Hoov's Musings (volume 5, number 10)  

Don’t Stub Your TOE
Mark Hoover, President, Acuitive, Inc.

One area of relatively active investment and development energy in the last 18-24 months has been the TCP Offload Engine (TOE).  TOEs are devices that offload central CPUs from some or all of the work of TCP processing.   The expectation is that, by doing so, the performance of the system will improve considerably because cycles are returned to the central CPU for performing other functions that are kind of important – like running applications.

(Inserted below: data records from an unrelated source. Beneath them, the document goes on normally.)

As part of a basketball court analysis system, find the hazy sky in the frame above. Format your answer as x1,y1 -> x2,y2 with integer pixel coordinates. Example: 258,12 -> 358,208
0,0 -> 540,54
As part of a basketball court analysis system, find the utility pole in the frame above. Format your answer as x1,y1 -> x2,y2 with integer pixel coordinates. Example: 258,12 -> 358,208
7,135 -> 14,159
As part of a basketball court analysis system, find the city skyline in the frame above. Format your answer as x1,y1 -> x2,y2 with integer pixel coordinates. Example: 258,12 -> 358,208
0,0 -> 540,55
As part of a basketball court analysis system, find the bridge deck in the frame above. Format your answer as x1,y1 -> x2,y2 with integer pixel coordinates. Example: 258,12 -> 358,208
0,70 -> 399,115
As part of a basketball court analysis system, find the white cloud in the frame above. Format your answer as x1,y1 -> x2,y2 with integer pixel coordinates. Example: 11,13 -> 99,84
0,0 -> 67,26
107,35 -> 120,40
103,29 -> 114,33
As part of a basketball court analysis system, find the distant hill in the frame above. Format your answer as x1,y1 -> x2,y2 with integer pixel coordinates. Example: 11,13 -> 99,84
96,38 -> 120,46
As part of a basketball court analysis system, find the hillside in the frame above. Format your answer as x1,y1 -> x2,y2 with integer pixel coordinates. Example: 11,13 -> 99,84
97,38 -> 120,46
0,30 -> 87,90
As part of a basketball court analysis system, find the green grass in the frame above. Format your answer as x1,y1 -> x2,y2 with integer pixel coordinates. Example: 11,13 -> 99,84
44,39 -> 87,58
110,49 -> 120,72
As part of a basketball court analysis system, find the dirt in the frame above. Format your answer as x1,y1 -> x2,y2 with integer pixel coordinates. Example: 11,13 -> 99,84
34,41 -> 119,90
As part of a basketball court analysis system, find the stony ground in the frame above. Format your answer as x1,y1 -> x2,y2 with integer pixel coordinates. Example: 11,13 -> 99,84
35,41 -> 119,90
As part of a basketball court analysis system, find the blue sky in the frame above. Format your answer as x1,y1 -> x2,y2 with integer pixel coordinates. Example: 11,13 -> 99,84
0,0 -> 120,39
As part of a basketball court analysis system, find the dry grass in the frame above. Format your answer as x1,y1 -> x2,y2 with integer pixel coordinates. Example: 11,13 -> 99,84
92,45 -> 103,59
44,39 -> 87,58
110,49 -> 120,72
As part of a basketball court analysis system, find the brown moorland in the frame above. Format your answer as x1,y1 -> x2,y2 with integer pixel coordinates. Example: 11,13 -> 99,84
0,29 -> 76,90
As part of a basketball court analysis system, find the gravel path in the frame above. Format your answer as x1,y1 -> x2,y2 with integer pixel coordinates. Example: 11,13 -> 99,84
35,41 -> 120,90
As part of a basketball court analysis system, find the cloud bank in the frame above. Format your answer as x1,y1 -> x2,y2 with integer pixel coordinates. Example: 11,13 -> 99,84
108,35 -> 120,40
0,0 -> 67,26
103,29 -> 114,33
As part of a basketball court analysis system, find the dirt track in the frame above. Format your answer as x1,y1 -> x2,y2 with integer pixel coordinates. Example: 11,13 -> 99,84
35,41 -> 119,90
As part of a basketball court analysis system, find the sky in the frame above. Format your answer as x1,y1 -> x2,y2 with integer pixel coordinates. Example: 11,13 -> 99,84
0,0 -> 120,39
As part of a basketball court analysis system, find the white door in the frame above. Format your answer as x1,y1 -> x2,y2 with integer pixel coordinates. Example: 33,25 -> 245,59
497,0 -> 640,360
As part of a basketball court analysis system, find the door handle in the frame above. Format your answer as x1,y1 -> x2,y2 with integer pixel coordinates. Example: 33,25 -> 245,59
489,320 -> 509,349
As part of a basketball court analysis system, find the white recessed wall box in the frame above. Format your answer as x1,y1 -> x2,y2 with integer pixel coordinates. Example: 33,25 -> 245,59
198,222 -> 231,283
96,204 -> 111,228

A handful of companies have been funded to build TOEs, and even more have been funded to build devices with TOE functionality in it, along with assist for other higher-level functions.  The interest in TOEs has been high because in theory all kinds of devices could use TCP assist – web servers, application servers, database servers, NAS servers, file servers, iSCSI endpoints and gateways, SAN gateways, SAN IP virtualization devices, proxy caches, proxy firewalls, web acceleration devices (such as SSL or XML accelerators), content switches, high speed clients, network test equipment, and so on.  Basically any device that terminates TCP is a candidate – and what doesn’t terminate TCP?  Having said that, since the value proposition is performance related, most of the focus has been on devices that either terminate lots and lots of TCP connections and/or terminate big fat TCP connections (there is a company or two focused on the opposite side of the spectrum – very low power, low footprint TCP/IP solutions for small devices such as cell phones and toasters, but it is a different enough market that I choose not to address it here).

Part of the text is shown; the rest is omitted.